Today, EFF Senior Counsel David Sobel testified in a congressional hearing on the Freedom of Information Act (FOIA) and the Obama administration. David's testimony outlined the disconnect between the White House's strong message on open government and the bureaucratic resistance to transparency in general.
The Obama administration marked a sea-change in official statements of policy about the FOIA, with the president directing agencies to have a "presumption of openness." But while the president and other top officials have said the right things, government agencies are still withholding wide swaths of information, and government attorneys are reflexively defending the practice when we are forced to take our FOIA cases to court.
Obama's Attorney General, Eric Holder, specifically told agencies that the Department of Justice would only defend FOIA denials under very narrow circumstances. However, EFF and other transparency groups have not noticed any substantial change. So we joined these other organizations in asking the DOJ to periodically publish a list of FOIA lawsuits it has declined to defend under Holder's new guidelines. The DOJ rejected this suggestion, but in EFF's testimony today, David urged lawmakers to request this information themselves and to make it publicly available.

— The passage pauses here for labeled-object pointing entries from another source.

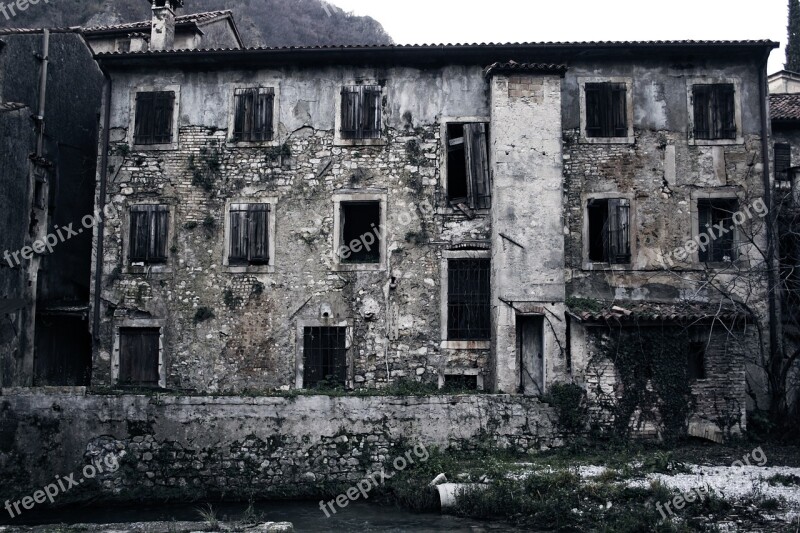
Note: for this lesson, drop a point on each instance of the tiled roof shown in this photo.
(635, 311)
(784, 106)
(197, 18)
(532, 45)
(514, 67)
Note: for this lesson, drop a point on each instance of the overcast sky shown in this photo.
(452, 21)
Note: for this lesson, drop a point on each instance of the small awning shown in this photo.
(600, 311)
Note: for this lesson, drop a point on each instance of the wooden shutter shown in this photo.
(258, 239)
(783, 161)
(238, 234)
(139, 356)
(477, 154)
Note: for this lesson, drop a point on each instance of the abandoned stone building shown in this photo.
(495, 217)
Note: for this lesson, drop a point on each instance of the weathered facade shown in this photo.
(50, 93)
(361, 216)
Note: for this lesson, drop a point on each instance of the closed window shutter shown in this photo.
(477, 154)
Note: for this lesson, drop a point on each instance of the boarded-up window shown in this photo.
(714, 111)
(468, 165)
(254, 110)
(324, 356)
(783, 161)
(149, 229)
(468, 299)
(609, 230)
(361, 112)
(139, 356)
(696, 357)
(154, 117)
(249, 234)
(716, 215)
(361, 232)
(606, 110)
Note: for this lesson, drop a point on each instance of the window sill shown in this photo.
(465, 345)
(360, 142)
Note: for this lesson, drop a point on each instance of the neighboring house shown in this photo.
(486, 216)
(48, 152)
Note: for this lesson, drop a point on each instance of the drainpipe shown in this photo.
(101, 204)
(772, 275)
(43, 92)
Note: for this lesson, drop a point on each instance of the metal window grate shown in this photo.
(468, 299)
(154, 117)
(324, 356)
(714, 111)
(361, 112)
(254, 114)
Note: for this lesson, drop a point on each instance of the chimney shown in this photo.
(162, 34)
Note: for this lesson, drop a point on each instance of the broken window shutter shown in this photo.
(476, 145)
(258, 215)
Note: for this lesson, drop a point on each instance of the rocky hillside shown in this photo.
(261, 22)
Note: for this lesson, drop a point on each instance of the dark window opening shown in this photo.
(460, 382)
(138, 356)
(154, 117)
(606, 110)
(712, 215)
(148, 234)
(468, 299)
(249, 236)
(468, 165)
(609, 231)
(254, 114)
(324, 356)
(783, 161)
(361, 232)
(361, 112)
(714, 111)
(696, 361)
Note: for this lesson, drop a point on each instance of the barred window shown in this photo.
(361, 112)
(717, 213)
(714, 111)
(468, 165)
(468, 299)
(249, 235)
(138, 356)
(253, 117)
(606, 110)
(609, 231)
(154, 117)
(149, 229)
(324, 356)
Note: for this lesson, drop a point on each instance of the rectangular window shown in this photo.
(154, 117)
(606, 110)
(138, 356)
(249, 235)
(696, 361)
(324, 356)
(361, 112)
(149, 229)
(609, 231)
(361, 232)
(714, 111)
(468, 300)
(468, 165)
(714, 214)
(254, 110)
(783, 161)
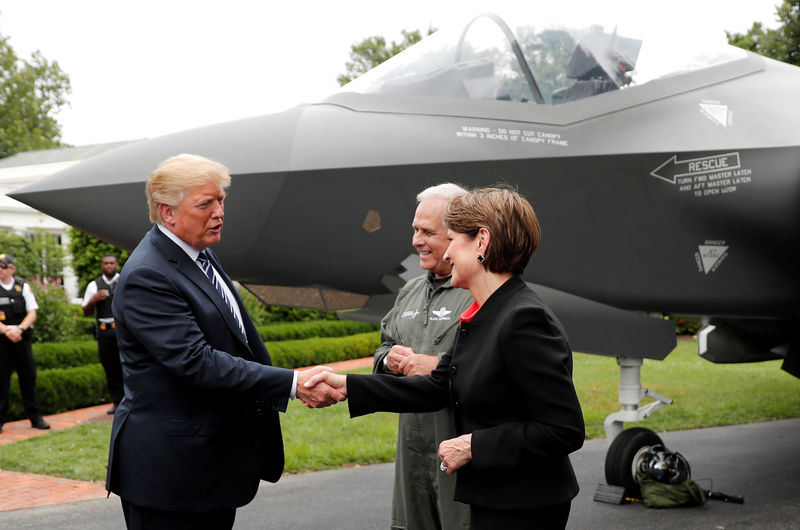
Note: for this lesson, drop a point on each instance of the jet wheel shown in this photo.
(620, 455)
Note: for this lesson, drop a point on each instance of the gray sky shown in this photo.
(147, 68)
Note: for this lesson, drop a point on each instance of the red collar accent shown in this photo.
(469, 314)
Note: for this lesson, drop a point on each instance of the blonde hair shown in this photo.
(509, 218)
(170, 180)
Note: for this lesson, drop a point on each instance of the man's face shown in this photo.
(6, 272)
(109, 266)
(430, 236)
(197, 219)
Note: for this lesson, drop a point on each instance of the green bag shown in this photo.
(659, 495)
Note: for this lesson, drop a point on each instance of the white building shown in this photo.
(23, 168)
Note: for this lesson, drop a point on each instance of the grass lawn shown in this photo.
(705, 395)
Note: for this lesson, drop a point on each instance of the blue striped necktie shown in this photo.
(202, 258)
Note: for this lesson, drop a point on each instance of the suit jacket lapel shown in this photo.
(192, 271)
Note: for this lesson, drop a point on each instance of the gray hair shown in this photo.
(445, 191)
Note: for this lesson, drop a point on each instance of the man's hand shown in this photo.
(13, 333)
(337, 382)
(101, 294)
(317, 395)
(418, 364)
(396, 356)
(455, 453)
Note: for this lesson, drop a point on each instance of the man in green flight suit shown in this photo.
(415, 333)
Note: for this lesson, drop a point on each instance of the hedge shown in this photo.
(313, 328)
(308, 352)
(50, 355)
(69, 376)
(62, 389)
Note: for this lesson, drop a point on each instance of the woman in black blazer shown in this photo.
(508, 376)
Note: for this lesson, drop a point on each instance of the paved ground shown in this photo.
(756, 461)
(27, 490)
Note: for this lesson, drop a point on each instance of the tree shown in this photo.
(31, 91)
(87, 253)
(40, 257)
(782, 43)
(372, 51)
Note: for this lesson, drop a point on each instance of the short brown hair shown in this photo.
(171, 179)
(509, 218)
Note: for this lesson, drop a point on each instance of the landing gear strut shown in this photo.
(625, 444)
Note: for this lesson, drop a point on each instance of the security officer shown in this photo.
(97, 298)
(17, 314)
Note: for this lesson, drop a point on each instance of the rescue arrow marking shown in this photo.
(674, 168)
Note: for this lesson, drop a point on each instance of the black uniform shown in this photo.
(107, 340)
(16, 355)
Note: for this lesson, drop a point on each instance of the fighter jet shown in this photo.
(666, 178)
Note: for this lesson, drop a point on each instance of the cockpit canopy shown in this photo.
(540, 62)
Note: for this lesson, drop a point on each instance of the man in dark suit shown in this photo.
(198, 427)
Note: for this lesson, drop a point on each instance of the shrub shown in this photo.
(50, 355)
(308, 352)
(313, 328)
(70, 377)
(62, 389)
(54, 318)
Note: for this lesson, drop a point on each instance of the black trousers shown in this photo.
(108, 351)
(543, 518)
(18, 356)
(139, 518)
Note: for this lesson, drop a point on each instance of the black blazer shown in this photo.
(198, 427)
(508, 378)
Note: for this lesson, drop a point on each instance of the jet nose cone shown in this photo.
(104, 195)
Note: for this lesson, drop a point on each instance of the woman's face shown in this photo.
(462, 254)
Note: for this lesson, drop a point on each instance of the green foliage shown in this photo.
(705, 395)
(62, 389)
(279, 313)
(40, 257)
(65, 384)
(255, 308)
(55, 320)
(87, 253)
(313, 328)
(31, 92)
(372, 51)
(782, 43)
(308, 352)
(51, 355)
(80, 453)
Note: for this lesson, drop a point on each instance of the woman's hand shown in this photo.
(455, 453)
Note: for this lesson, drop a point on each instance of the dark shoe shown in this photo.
(39, 423)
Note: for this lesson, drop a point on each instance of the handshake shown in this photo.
(319, 387)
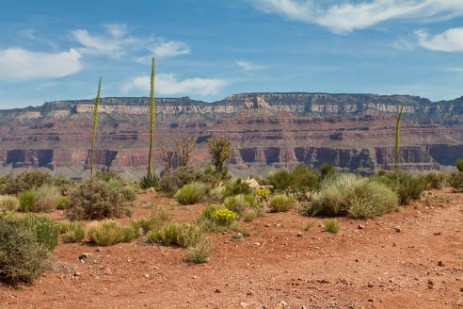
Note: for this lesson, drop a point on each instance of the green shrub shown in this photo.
(9, 202)
(157, 219)
(281, 203)
(110, 232)
(456, 181)
(436, 180)
(235, 187)
(149, 181)
(191, 193)
(48, 198)
(95, 200)
(28, 200)
(332, 226)
(184, 235)
(347, 195)
(459, 165)
(181, 176)
(239, 203)
(300, 179)
(45, 230)
(223, 217)
(71, 232)
(22, 257)
(198, 254)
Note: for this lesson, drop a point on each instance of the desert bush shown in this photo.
(95, 200)
(25, 181)
(223, 217)
(456, 181)
(236, 186)
(281, 203)
(22, 257)
(184, 235)
(45, 229)
(436, 180)
(158, 218)
(9, 202)
(28, 200)
(332, 226)
(239, 203)
(191, 193)
(48, 198)
(459, 165)
(149, 181)
(300, 179)
(71, 232)
(110, 232)
(347, 195)
(198, 254)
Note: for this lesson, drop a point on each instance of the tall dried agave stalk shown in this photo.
(397, 137)
(152, 106)
(95, 123)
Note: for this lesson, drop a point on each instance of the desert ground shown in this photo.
(412, 258)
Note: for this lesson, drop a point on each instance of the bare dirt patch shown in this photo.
(409, 259)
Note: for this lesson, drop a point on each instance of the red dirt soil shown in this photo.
(408, 259)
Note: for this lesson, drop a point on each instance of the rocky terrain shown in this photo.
(355, 132)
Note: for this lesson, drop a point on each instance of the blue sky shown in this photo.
(209, 49)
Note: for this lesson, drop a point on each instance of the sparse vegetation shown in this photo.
(281, 203)
(22, 257)
(110, 232)
(95, 200)
(332, 226)
(191, 193)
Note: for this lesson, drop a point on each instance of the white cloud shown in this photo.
(170, 49)
(450, 40)
(248, 65)
(168, 84)
(349, 16)
(17, 64)
(117, 41)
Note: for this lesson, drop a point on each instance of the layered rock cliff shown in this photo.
(353, 131)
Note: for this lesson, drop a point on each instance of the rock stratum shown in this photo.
(355, 132)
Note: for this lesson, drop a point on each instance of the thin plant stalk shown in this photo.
(152, 108)
(95, 123)
(397, 137)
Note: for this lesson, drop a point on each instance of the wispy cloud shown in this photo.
(168, 84)
(450, 40)
(17, 64)
(248, 65)
(349, 16)
(117, 41)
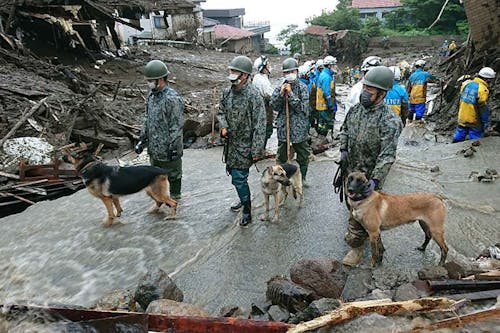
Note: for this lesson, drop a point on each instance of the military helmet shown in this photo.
(380, 77)
(241, 64)
(155, 69)
(329, 60)
(290, 64)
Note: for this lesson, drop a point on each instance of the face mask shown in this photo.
(291, 77)
(365, 98)
(153, 85)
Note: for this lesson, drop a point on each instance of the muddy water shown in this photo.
(59, 251)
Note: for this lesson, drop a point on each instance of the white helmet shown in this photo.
(396, 71)
(371, 61)
(420, 63)
(329, 60)
(260, 63)
(303, 70)
(487, 73)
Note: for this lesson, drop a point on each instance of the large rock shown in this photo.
(173, 308)
(325, 277)
(116, 300)
(154, 285)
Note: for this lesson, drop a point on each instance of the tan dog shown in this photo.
(108, 183)
(378, 211)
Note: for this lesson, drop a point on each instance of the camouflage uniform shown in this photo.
(370, 137)
(298, 102)
(162, 133)
(242, 113)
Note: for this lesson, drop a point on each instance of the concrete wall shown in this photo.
(484, 21)
(414, 41)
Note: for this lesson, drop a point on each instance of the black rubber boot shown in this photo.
(247, 214)
(236, 207)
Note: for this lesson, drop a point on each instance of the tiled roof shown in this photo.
(223, 31)
(375, 3)
(317, 30)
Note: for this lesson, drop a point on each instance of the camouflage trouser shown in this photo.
(356, 234)
(174, 172)
(303, 150)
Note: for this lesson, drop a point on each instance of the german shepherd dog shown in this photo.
(108, 183)
(280, 176)
(377, 211)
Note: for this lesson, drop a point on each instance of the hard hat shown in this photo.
(329, 60)
(260, 63)
(241, 64)
(487, 73)
(155, 69)
(420, 63)
(380, 77)
(371, 61)
(290, 64)
(303, 70)
(396, 71)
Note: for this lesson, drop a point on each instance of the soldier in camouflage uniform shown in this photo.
(163, 126)
(242, 122)
(368, 141)
(298, 103)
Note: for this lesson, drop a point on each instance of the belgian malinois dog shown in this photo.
(377, 211)
(109, 183)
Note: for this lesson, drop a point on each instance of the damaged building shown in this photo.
(54, 26)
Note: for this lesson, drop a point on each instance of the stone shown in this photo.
(117, 300)
(406, 292)
(277, 313)
(156, 284)
(433, 273)
(325, 277)
(357, 284)
(173, 308)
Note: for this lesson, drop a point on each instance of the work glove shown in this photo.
(138, 148)
(285, 88)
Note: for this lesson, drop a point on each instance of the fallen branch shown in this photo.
(352, 310)
(460, 321)
(21, 121)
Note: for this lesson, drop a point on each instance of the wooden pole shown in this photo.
(352, 310)
(287, 115)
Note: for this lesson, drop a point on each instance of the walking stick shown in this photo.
(214, 97)
(287, 115)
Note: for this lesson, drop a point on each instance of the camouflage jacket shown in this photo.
(163, 124)
(242, 113)
(298, 105)
(370, 137)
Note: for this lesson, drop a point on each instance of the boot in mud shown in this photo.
(353, 257)
(247, 214)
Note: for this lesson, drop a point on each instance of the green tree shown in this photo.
(292, 38)
(343, 17)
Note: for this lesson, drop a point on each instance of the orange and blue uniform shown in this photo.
(473, 113)
(417, 89)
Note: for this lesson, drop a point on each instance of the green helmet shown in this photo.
(241, 64)
(380, 77)
(290, 64)
(155, 69)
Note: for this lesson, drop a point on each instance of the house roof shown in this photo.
(223, 31)
(375, 3)
(317, 30)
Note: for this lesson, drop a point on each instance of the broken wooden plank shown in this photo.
(477, 296)
(21, 121)
(463, 284)
(460, 321)
(352, 310)
(491, 276)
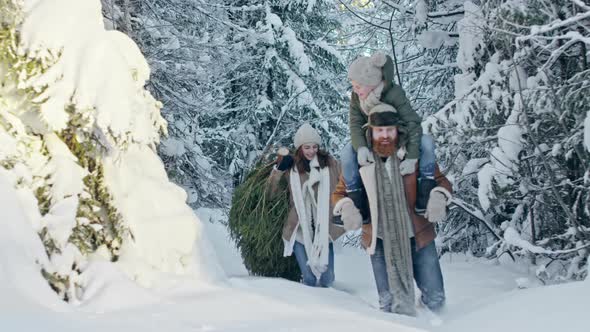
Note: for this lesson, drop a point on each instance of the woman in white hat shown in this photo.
(308, 231)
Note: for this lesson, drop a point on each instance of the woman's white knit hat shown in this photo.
(306, 135)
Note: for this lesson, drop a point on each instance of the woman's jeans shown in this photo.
(350, 166)
(309, 279)
(427, 274)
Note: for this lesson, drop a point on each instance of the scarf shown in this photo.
(311, 209)
(373, 99)
(395, 220)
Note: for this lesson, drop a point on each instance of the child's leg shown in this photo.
(427, 167)
(427, 163)
(350, 168)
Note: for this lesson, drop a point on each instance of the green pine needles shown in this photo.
(256, 223)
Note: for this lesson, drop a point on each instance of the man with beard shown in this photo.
(399, 241)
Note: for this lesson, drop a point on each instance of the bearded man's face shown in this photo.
(384, 140)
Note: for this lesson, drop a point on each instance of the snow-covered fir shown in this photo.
(125, 125)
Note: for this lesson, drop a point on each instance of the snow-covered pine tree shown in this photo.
(514, 133)
(288, 72)
(78, 135)
(184, 43)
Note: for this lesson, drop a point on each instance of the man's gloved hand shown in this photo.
(408, 166)
(364, 156)
(350, 215)
(436, 209)
(284, 160)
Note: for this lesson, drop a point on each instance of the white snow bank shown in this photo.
(542, 309)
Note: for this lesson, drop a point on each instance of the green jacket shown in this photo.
(395, 96)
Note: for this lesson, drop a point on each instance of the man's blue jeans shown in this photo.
(427, 274)
(350, 166)
(309, 279)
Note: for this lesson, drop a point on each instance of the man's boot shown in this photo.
(424, 187)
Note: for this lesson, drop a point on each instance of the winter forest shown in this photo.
(126, 126)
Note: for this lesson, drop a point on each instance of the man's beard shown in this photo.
(382, 148)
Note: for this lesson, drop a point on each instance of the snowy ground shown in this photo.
(481, 297)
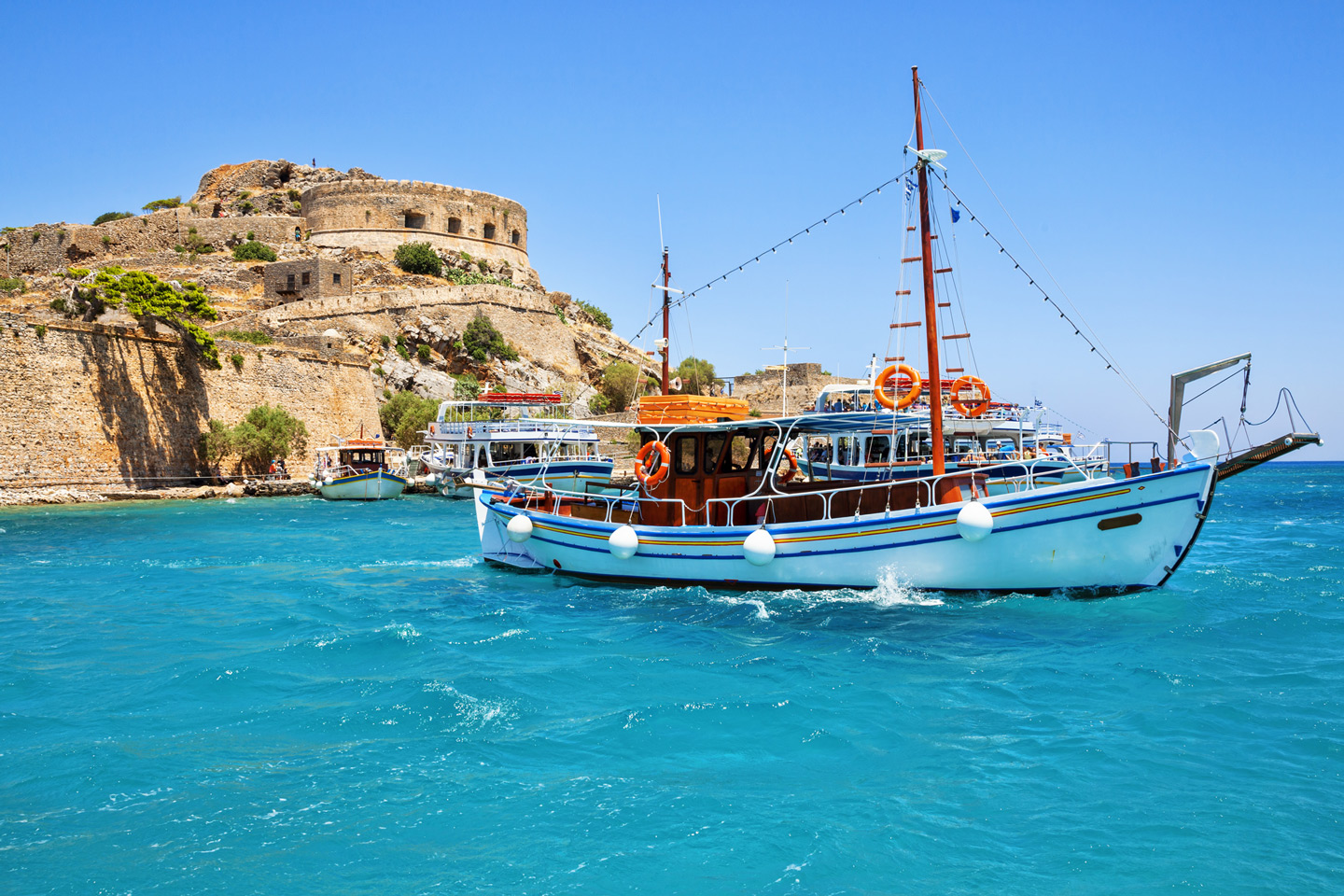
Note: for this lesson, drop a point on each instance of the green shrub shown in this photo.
(162, 203)
(147, 296)
(467, 387)
(263, 434)
(405, 416)
(254, 336)
(483, 342)
(619, 385)
(252, 250)
(418, 259)
(598, 315)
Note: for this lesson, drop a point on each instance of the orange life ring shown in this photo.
(879, 387)
(969, 382)
(652, 476)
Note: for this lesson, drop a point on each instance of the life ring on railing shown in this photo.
(973, 409)
(652, 476)
(879, 387)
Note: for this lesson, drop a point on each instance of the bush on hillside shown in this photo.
(418, 259)
(162, 203)
(483, 342)
(405, 418)
(252, 250)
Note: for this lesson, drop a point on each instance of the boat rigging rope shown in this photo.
(787, 241)
(1093, 345)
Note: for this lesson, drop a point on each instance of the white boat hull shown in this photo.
(1046, 540)
(378, 485)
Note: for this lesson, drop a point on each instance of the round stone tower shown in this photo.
(379, 216)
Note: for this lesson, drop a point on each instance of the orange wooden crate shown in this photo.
(690, 409)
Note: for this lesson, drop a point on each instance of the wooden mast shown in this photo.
(931, 305)
(666, 345)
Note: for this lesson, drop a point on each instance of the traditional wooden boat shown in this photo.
(359, 470)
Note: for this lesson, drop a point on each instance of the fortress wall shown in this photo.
(89, 402)
(525, 317)
(49, 247)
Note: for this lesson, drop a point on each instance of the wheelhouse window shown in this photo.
(684, 455)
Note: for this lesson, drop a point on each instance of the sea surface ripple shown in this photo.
(287, 694)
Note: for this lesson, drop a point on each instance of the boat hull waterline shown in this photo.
(1081, 535)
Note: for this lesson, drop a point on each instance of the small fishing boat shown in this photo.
(513, 436)
(722, 504)
(359, 470)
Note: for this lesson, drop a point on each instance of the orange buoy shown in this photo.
(974, 407)
(652, 464)
(904, 400)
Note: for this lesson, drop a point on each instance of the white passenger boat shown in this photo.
(721, 503)
(359, 470)
(519, 437)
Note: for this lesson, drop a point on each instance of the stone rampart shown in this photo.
(378, 216)
(525, 317)
(95, 403)
(49, 247)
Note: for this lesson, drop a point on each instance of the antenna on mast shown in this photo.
(784, 394)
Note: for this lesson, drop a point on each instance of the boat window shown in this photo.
(879, 448)
(847, 450)
(712, 452)
(766, 450)
(739, 452)
(684, 455)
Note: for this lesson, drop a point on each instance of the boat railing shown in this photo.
(763, 505)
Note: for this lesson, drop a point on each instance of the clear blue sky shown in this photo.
(1176, 165)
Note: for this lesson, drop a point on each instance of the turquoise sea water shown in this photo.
(296, 696)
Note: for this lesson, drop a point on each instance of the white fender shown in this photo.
(519, 529)
(974, 522)
(758, 547)
(623, 543)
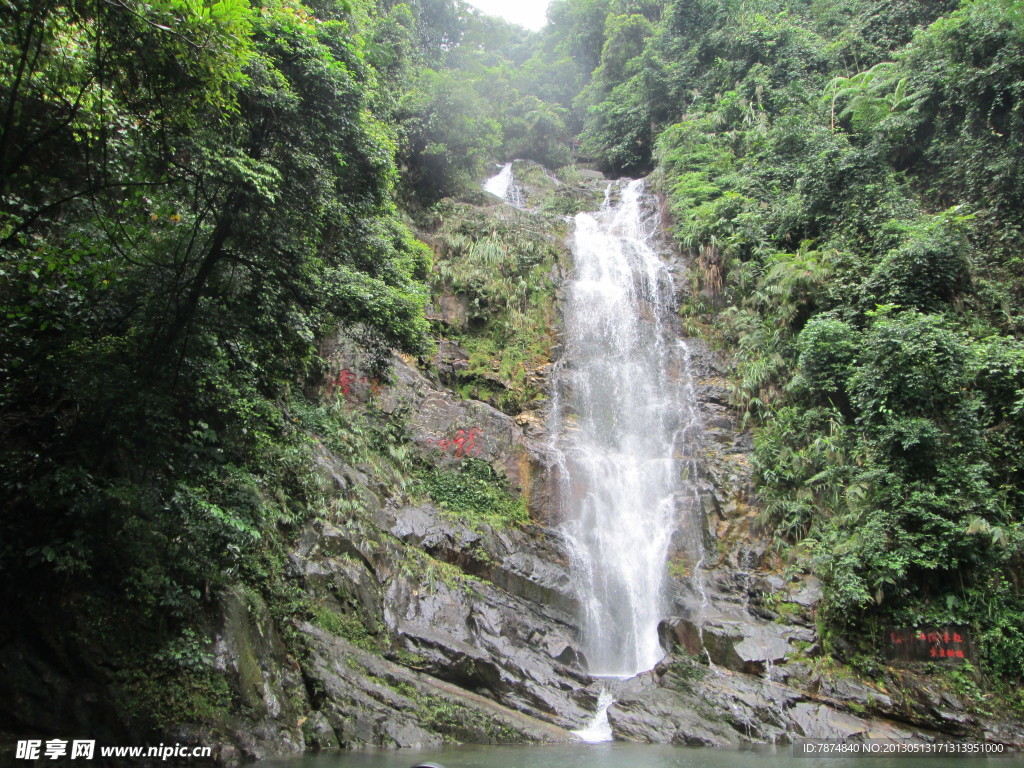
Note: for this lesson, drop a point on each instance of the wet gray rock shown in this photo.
(685, 702)
(268, 683)
(370, 701)
(733, 638)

This could be, of course, yet another example of how transparency forces accountability. Today's hearing comes during Sunshine Week, the annual celebration of America's open government laws and the better government that they help encourage. Just this week, the media widely reported the information EFF received on how law enforcement agencies use social networking sites to gather information in investigations. We are very proud of the breadth of information EFF's FOIA work has brought to light -- information that would have remained out of the public eye without the Freedom of Information Act and our litigation.
For FOIA to do the work the law is meant to do -- foster transparency, force accountability, and fight needless secrecy -- we need to keep fighting for honest disclosure. Read David's full testimony for all of EFF's suggestions to Congress. We hope lawmakers soon do good work on this important issue.